Implicit to the racist card is the idea that no racists actually live among us. After reality TV star Duane "Dog" Chapman was taped by one of his sons dropping n-bombs, a more loyal son insisted, "My dad is not a racist man. If he was he would have no hair. He'd have swastikas on his body and he would go around talking about Hitler. That's what a racist is to me."

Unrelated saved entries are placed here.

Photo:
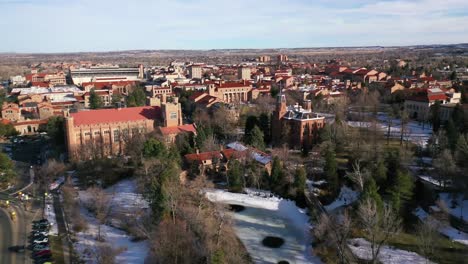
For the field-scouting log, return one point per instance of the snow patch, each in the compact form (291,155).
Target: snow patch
(450,232)
(269,215)
(387,255)
(460,208)
(346,197)
(50,215)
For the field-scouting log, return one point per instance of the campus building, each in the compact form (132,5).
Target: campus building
(296,125)
(107,131)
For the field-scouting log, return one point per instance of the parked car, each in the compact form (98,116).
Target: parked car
(41,232)
(45,221)
(40,247)
(42,252)
(43,260)
(46,256)
(42,240)
(18,249)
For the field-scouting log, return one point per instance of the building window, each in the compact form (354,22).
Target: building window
(116,135)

The idea that America has lots of racism but few actual racists is not a new one. Philip Dray titled his seminal history of lynching At the Hands of Persons Unknown because most "investigations" of lynchings in the South turned up no actual lynchers. Both David Duke and George Wallace insisted that they weren't racists. That's because in the popular vocabulary, the racist is not so much an actual person but a monster, an outcast thug who leads the lynch mob and keeps Mein Kampf in his back pocket.

The bar for racism has been raised so high that one need be a card-carrying member of the Nazi Party to qualify. Had John McCain said that Hillary Clinton was only competitive in the presidential race because she was a woman, there'd be no dispute over whether the comment was sexist. And yet when the equivalent is said about a black person, it's not only not racist, but any criticism of the statement is interpreted as an act of character assassination. "If anybody is going to apologize," Ferraro told MSNBC, "they should apologize to me for calling me a racist."

In some measure, the narrowing of racism is an unfortunate relic of the civil rights movement, when activists got mileage out of dehumanizing racists and portraying them as ultra-violent Southern troglodytes. Whites may have been horrified by the fire hoses and police dogs turned on children, but they could rest easy knowing that neither they nor anyone they'd ever met would do such a thing. But most racism—indeed, the worst racism—is quaint and banal. There's nothing sensationalistic about redlining or job discrimination. No archival newsreel can capture what it means to be viewed as a person who, minus the beneficence of well-meaning whites, simply can't compete.

All of this leaves me wondering, Who does a guy have to lynch around here to get called a racist? If twice claiming that a presidential candidate is only in the race because he's black doesn't make you racist; if shouting, "He's a nigger! He's a nigger" from stage doesn't make you racist; if calling an accomplished black woman "the cleaning lady" doesn't make you a racist, what does?

What is clear, however, is that black people are buckling under the weight of all this nonracism, and I'm sure, if he could, the junior senator from Illinois would gladly return all of the "favors" he's gotten for being a black man named Barack Hussein Obama.

Ta-Nehisi Coates is a senior editor for The Atlantic. He is the author of the memoir The Beautiful Struggle.